U.S. Assistance to Africa and the World: What Do the Numbers Say?

February 19, 2008

In this CGD Note, senior fellow Steve Radelet and research assistant Sami Bazzi offer a close look at the latest U.S. foreign assistance numbers. Bottom line: although America's aid has more than doubled since 2000, the new money went mostly to Iraq, Afghanistan and a small number of debt relief operations; and almost all was allocated through bilateral rather than multilateral channels. Assistance to Africa more than quadrupled from $1.5 billion in 1996 to $6.6 billion in 2006 and has been enormously important in funding humanitarian relief and HIV/AIDS programs. But even with the increases, U.S. assistance to Africa still averages less than $9 per African per year. And U.S. assistance for Africa has become less selective: since 2000 the shares going to the poorest countries and to the best-governed countries have fallen.
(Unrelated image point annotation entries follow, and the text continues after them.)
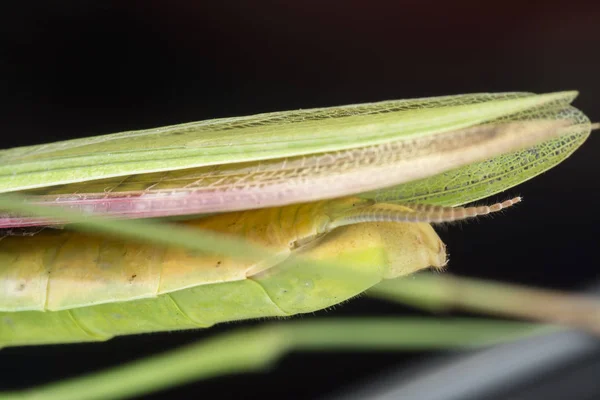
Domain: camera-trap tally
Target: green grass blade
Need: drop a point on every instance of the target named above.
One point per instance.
(258, 349)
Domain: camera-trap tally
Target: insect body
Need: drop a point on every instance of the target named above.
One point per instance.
(279, 180)
(66, 286)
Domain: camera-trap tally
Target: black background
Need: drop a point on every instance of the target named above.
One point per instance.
(79, 68)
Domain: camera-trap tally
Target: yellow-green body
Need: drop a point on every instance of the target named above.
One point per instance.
(64, 286)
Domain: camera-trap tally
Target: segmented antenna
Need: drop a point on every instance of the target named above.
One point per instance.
(418, 213)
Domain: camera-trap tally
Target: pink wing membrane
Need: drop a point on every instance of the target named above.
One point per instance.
(278, 182)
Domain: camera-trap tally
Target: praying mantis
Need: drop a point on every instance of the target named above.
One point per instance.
(349, 190)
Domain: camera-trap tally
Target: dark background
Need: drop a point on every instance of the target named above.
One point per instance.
(79, 68)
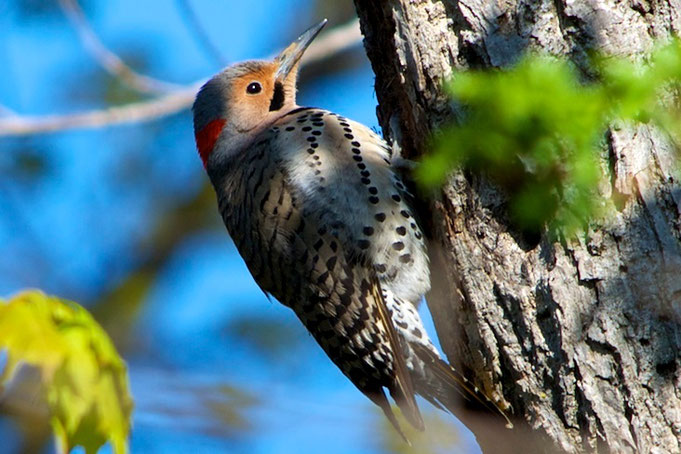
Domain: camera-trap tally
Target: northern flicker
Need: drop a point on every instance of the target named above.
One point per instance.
(324, 224)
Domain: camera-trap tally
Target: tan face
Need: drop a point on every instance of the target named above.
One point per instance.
(253, 97)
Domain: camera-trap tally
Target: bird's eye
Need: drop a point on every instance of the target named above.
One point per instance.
(254, 88)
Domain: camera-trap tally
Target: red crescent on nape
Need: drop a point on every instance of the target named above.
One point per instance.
(206, 138)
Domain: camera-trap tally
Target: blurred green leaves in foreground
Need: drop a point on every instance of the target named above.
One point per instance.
(84, 379)
(537, 131)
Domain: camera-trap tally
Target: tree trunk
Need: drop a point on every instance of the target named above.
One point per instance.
(582, 337)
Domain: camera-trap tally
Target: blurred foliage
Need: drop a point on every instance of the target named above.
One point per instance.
(537, 131)
(84, 379)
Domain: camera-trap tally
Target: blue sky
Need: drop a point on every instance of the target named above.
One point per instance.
(76, 229)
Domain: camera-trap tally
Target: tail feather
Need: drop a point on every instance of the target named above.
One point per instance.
(382, 401)
(453, 384)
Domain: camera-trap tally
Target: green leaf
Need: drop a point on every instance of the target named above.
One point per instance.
(84, 378)
(536, 129)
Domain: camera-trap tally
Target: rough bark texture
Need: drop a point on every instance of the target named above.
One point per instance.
(580, 338)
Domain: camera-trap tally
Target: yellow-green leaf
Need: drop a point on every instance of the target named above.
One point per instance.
(84, 378)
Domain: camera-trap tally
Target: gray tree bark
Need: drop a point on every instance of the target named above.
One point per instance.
(582, 338)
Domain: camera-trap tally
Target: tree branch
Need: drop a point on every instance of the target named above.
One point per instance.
(332, 43)
(194, 25)
(108, 60)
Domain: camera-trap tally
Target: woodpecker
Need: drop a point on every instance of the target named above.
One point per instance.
(318, 212)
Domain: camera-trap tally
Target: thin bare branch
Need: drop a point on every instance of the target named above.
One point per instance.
(130, 113)
(327, 45)
(337, 40)
(108, 60)
(194, 25)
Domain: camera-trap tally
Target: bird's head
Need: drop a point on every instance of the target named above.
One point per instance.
(234, 105)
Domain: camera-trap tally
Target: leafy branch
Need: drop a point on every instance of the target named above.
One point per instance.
(536, 130)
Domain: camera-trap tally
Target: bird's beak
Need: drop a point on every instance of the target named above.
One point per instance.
(289, 57)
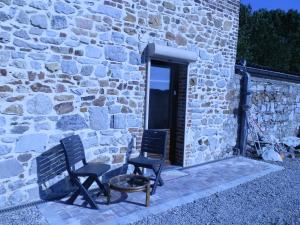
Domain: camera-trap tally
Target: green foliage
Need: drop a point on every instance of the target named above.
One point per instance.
(270, 38)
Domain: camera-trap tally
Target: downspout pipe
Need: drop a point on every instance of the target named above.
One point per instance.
(245, 105)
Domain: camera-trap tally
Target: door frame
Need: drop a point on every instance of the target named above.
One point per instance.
(147, 108)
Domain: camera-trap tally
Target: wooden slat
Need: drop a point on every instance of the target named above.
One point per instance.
(50, 164)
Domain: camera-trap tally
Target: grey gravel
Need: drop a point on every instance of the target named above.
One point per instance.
(25, 216)
(273, 199)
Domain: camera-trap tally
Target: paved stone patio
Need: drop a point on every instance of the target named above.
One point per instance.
(181, 186)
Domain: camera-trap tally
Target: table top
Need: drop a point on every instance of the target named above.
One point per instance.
(129, 182)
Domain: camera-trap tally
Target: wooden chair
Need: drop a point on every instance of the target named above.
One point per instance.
(74, 152)
(153, 142)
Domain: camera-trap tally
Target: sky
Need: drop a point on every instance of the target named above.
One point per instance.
(273, 4)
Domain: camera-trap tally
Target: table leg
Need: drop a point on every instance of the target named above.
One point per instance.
(147, 195)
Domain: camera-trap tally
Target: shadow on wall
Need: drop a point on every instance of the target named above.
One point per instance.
(50, 168)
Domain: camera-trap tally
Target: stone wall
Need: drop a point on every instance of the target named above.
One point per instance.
(75, 67)
(276, 107)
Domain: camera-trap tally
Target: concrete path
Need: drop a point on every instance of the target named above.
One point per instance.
(181, 187)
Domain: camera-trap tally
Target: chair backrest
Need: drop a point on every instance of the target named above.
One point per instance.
(50, 164)
(74, 151)
(154, 141)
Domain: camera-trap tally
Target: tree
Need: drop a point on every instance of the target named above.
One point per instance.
(270, 39)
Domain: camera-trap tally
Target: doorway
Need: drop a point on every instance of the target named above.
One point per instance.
(167, 98)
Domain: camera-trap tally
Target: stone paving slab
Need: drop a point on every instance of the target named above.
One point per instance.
(189, 185)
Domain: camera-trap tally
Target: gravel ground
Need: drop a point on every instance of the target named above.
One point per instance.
(273, 199)
(25, 216)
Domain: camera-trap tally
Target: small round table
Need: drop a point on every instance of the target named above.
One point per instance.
(129, 183)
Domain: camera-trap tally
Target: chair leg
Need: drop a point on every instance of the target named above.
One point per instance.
(82, 188)
(157, 179)
(101, 186)
(137, 170)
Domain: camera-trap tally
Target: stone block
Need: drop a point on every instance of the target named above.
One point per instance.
(31, 142)
(71, 122)
(134, 58)
(19, 2)
(21, 34)
(15, 109)
(109, 11)
(42, 126)
(69, 67)
(38, 87)
(65, 8)
(99, 118)
(99, 101)
(4, 149)
(91, 141)
(39, 21)
(42, 5)
(133, 121)
(204, 55)
(52, 67)
(115, 109)
(84, 23)
(19, 129)
(59, 22)
(227, 25)
(7, 2)
(2, 121)
(117, 37)
(39, 105)
(52, 40)
(4, 16)
(22, 17)
(4, 57)
(4, 37)
(154, 21)
(93, 52)
(118, 121)
(5, 88)
(10, 168)
(86, 70)
(115, 53)
(218, 58)
(63, 108)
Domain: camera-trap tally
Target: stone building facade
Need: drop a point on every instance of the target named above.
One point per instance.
(76, 66)
(275, 103)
But Radelet and Bazzi conclude that U.S. assistance to sub-Saharan Africa (SSA) will likely continue to increase in the next several years. First, disbursements for HIV/AIDS programs are continuing to grow rapidly. Second, the U.S. has introduced a new malaria program that should add to the totals in the near future. Third, MCC disburse­ments are likely to accelerate in the next several years. If bipartisan support continues for these programs over the next several years without a decline in support for other important existing programs, the U.S. looks likely to succeed in dou­bling assistance to SSA by 2010.